How Organic Food Is Lying To You

When the topic of organic food comes up, many people associate the phrase with images of health and wholesome produce. But contrary to popular belief, the term "organic" might mean something different than what you expect

According to the USDA, organic produce has to get grown using soil that lacks synthetic fertilizer or pesticide, while organic meat has to get raised in a living condition that mimics their natural surroundings, feed on organic foodstuffs, and not receive antibiotics or hormones. While these requirements sound straightforward enough, the conditions leave enough wiggle room for companies to slip products through the cracks that might seem less wholesome than imagined.

The New Yorker reports that a product that gets labeled as organic might not actually fit the USDA definition. If a nearby farm uses certain chemicals that waft through the air and land on a neighboring plot's organic agriculture, for example, the items no longer meet the definition of organic. The only way to test for the contamination involves testing for residue, a process which America doesn't carry out. 

Additionally, anyone looking to get an organic certification has to prove that their soil is pure, in the sense that farmers didn't grow anything conventionally on the land for at least three years, per CNBC. To establish this fact, farmers have to provide a paper trail and a series of documents to regulators — but in many cases, the soil never gets tested for pesticides or other non-organic compounds. As a result of this style of regulation, a considerable amount of fraud has appeared.

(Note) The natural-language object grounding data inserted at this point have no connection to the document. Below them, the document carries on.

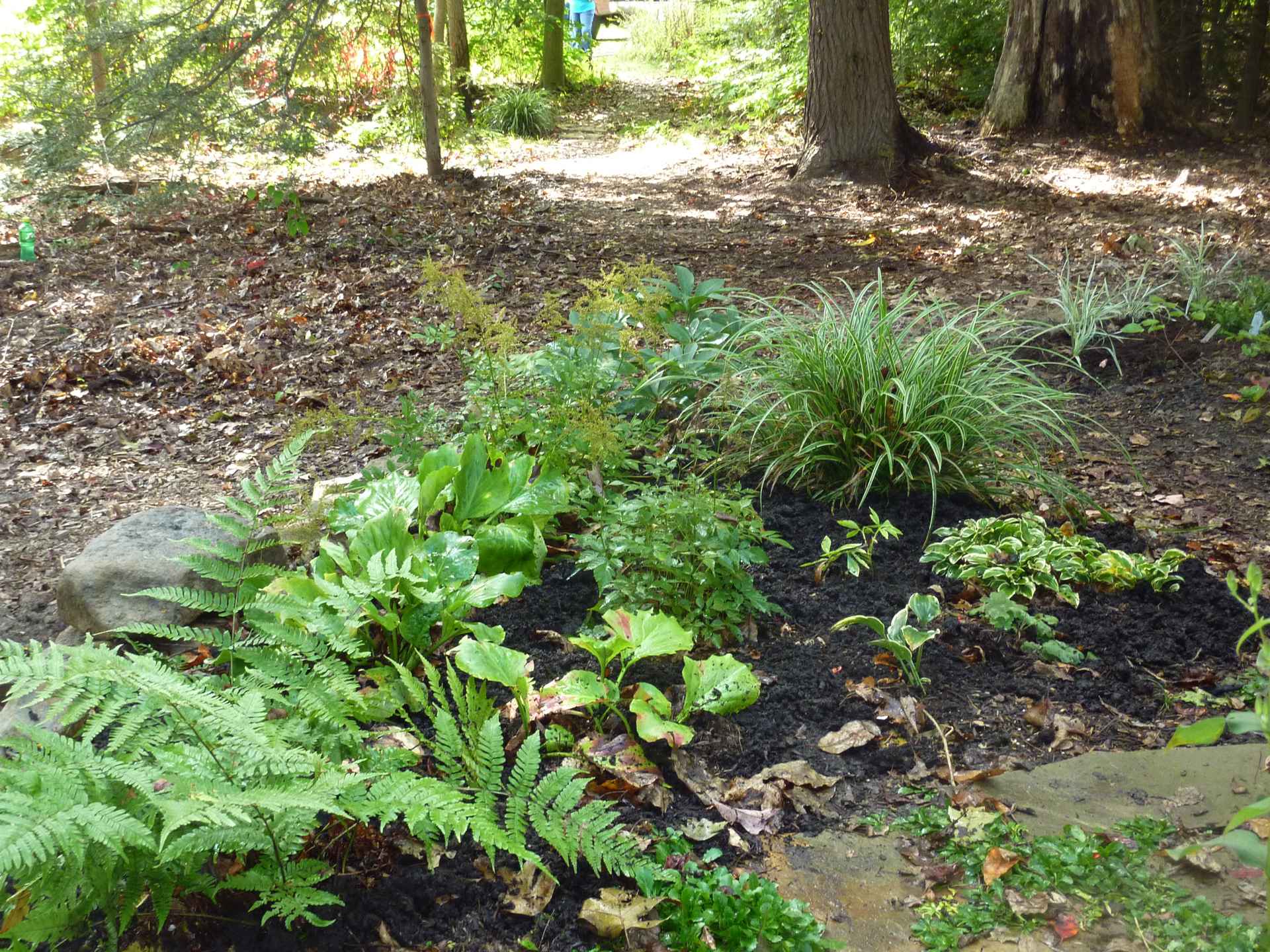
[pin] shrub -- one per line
(681, 550)
(870, 395)
(521, 112)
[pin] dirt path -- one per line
(161, 348)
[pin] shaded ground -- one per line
(161, 348)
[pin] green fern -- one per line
(468, 750)
(235, 567)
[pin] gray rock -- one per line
(135, 554)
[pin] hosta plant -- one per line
(719, 684)
(1248, 846)
(905, 641)
(502, 500)
(1017, 555)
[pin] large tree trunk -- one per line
(460, 58)
(1078, 63)
(553, 45)
(1250, 91)
(97, 65)
(851, 121)
(429, 91)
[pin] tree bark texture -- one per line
(1250, 91)
(97, 65)
(460, 58)
(851, 120)
(429, 91)
(1079, 63)
(553, 45)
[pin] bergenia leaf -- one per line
(719, 684)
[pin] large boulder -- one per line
(135, 554)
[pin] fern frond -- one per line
(222, 603)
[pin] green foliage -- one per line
(719, 684)
(876, 395)
(683, 550)
(947, 51)
(855, 556)
(520, 112)
(905, 641)
(237, 565)
(168, 772)
(1006, 615)
(286, 198)
(1054, 651)
(1017, 555)
(736, 913)
(468, 749)
(1093, 313)
(1111, 873)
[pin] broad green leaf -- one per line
(546, 495)
(1245, 723)
(875, 623)
(394, 491)
(512, 546)
(479, 489)
(925, 608)
(429, 488)
(493, 634)
(652, 717)
(486, 592)
(1199, 734)
(452, 556)
(494, 663)
(603, 651)
(384, 534)
(581, 688)
(1251, 811)
(651, 634)
(719, 684)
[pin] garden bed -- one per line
(982, 686)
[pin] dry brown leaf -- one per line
(997, 863)
(531, 891)
(618, 912)
(853, 734)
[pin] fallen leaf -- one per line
(997, 863)
(853, 734)
(1066, 926)
(531, 891)
(702, 829)
(618, 912)
(1031, 905)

There are gaps in the way America handles organic agriculture

In response to a growing organic food industry, the government established Organic Land Management, an arm of the U.S. Department of Agriculture, per The New Yorker. This group, responsible for the certification of organic land, requires a payout from farmers looking to get their land declared organic. As a result, some have criticized the system, claiming the pay system promotes bribery and discourages whistleblowing by creating a conflict of interest.

Some do decide to sell organic produce, except they cut corners and create a product that doesn't qualify as organic. On occasion, perpetrators get discovered by the government and get indicted for fraud — at least one man, who died by suicide before his sentence began, was sentenced to 10 years in prison (per AP News), for allegedly organizing a massive, $142 million organic food fraud.

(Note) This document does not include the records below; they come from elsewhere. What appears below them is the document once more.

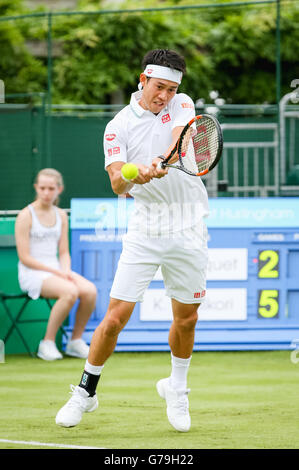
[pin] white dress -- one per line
(44, 248)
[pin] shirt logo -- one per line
(110, 137)
(166, 118)
(113, 151)
(197, 295)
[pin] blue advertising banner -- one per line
(252, 283)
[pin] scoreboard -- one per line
(252, 294)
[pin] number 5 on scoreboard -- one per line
(268, 306)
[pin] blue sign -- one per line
(105, 214)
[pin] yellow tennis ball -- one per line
(129, 171)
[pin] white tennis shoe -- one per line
(48, 351)
(77, 348)
(80, 402)
(177, 405)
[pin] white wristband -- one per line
(125, 179)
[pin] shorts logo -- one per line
(165, 118)
(110, 137)
(113, 151)
(197, 295)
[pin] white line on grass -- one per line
(48, 444)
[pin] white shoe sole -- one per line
(74, 354)
(160, 388)
(64, 424)
(161, 392)
(45, 358)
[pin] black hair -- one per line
(166, 58)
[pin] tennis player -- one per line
(167, 229)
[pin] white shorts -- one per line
(31, 280)
(183, 260)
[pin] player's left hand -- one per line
(156, 171)
(145, 174)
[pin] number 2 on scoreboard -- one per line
(268, 264)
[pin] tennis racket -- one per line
(199, 146)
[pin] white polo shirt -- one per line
(169, 204)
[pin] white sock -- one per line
(94, 370)
(179, 372)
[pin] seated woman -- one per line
(44, 267)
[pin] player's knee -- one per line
(112, 326)
(187, 323)
(89, 292)
(71, 294)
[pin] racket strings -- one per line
(205, 142)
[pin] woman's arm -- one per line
(22, 232)
(63, 247)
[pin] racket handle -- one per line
(161, 166)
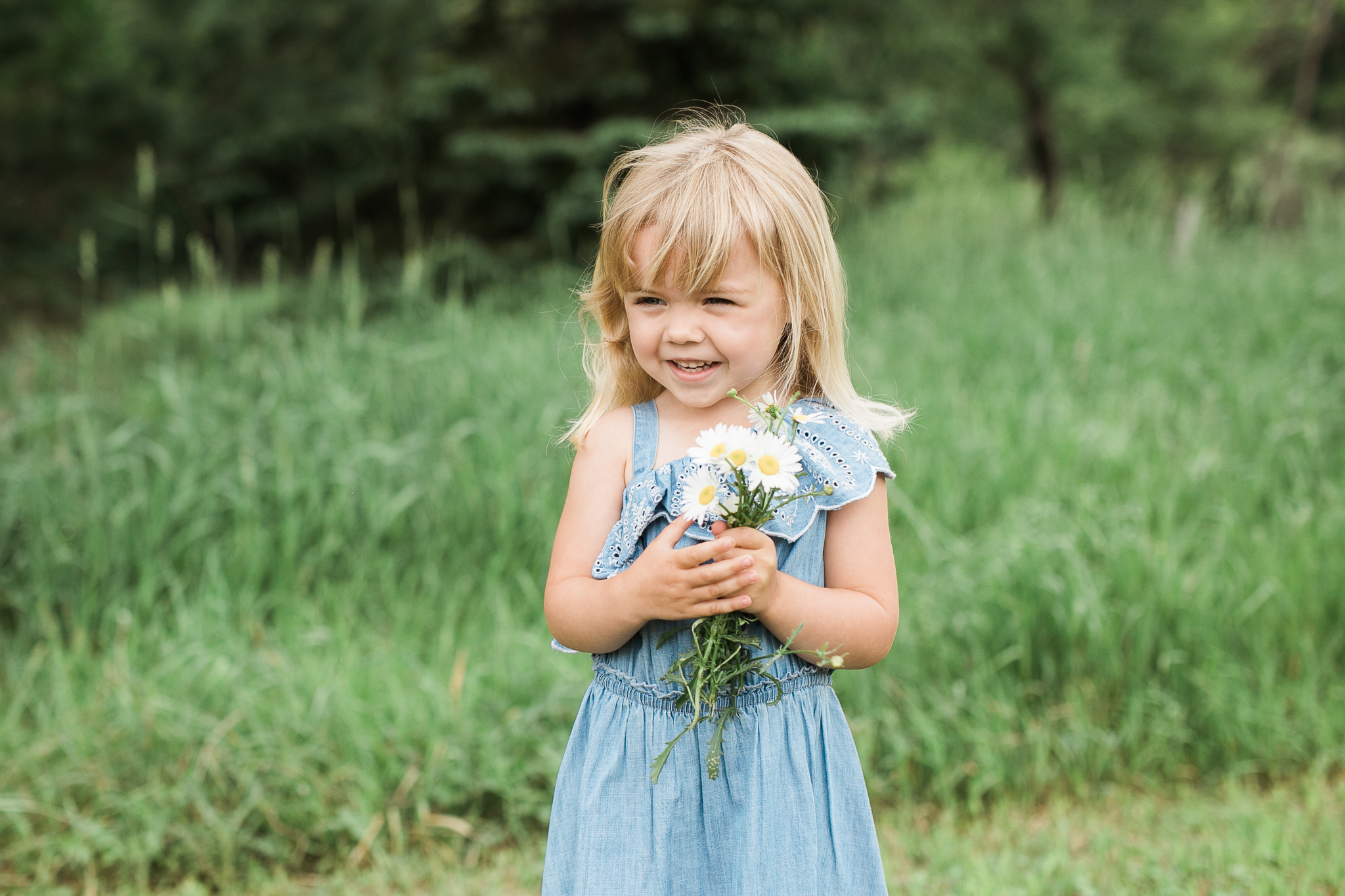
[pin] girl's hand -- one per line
(671, 584)
(759, 547)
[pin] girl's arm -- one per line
(857, 612)
(599, 616)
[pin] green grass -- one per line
(257, 563)
(1287, 840)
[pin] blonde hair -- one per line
(709, 184)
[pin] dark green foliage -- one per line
(387, 125)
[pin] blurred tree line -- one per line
(141, 139)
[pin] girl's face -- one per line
(701, 345)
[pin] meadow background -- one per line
(278, 471)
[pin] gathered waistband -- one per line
(663, 696)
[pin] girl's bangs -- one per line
(698, 223)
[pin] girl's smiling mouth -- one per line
(692, 370)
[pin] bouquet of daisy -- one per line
(744, 477)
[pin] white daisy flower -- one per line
(711, 445)
(774, 464)
(703, 495)
(726, 446)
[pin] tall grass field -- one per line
(271, 570)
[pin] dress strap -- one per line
(646, 446)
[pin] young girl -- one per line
(716, 270)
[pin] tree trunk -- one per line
(1310, 64)
(1282, 187)
(1043, 147)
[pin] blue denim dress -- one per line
(789, 815)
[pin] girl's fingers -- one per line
(718, 608)
(698, 554)
(674, 531)
(734, 585)
(720, 570)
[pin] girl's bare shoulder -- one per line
(607, 446)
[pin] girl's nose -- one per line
(684, 327)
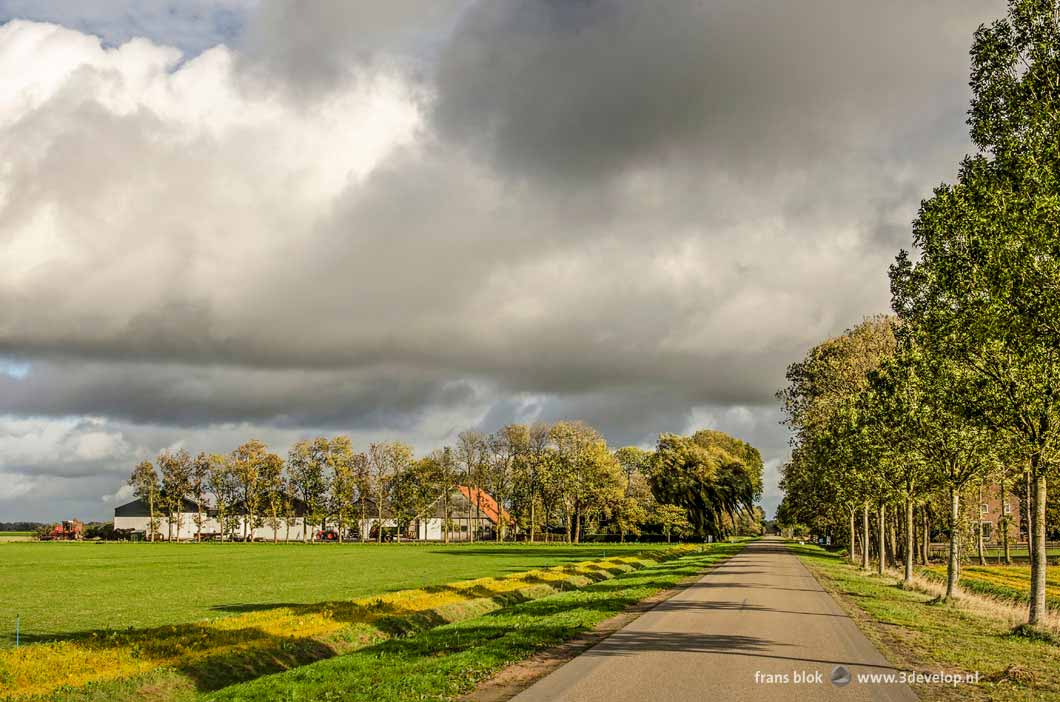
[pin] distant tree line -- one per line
(961, 387)
(558, 478)
(20, 526)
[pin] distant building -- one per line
(136, 516)
(991, 509)
(472, 512)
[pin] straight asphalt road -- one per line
(758, 628)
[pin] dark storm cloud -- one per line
(408, 218)
(587, 89)
(199, 396)
(312, 48)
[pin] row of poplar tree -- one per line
(963, 385)
(558, 477)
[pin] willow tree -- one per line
(711, 475)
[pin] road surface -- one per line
(758, 628)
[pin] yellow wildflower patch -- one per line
(1016, 578)
(313, 631)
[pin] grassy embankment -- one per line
(64, 589)
(1005, 581)
(181, 661)
(918, 633)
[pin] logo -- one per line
(841, 677)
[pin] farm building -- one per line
(473, 513)
(136, 516)
(992, 509)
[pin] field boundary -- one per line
(512, 680)
(217, 651)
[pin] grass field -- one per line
(1008, 581)
(62, 589)
(916, 633)
(181, 661)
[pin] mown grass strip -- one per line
(917, 633)
(1006, 581)
(449, 661)
(216, 652)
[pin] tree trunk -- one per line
(882, 564)
(908, 541)
(978, 528)
(532, 515)
(865, 536)
(378, 514)
(951, 566)
(1004, 521)
(1038, 563)
(471, 533)
(926, 554)
(445, 520)
(853, 559)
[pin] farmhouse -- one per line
(473, 513)
(992, 509)
(187, 525)
(135, 516)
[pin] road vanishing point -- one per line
(759, 628)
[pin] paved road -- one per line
(758, 614)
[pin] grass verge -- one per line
(1011, 582)
(212, 654)
(449, 661)
(917, 633)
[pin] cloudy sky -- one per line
(224, 220)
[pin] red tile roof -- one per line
(486, 502)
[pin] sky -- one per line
(230, 220)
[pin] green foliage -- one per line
(710, 475)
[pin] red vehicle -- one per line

Others have admitted mixing organic products and non-organic produce together, claiming buyers can't tell the difference, according to The New Yorker. Due to the lack of thorough testing, many farmers and food producers mislabeling their items never get punished because no one knows they actively commit fraud.

Next time you wonder about the supposed health benefits found in your organic groceries, stop to consider how food inspectors rarely verify a product's claim to be organic. While many of these products most likely won't cause harm, you might just end up overpaying for food that resembles any other product on the shelf.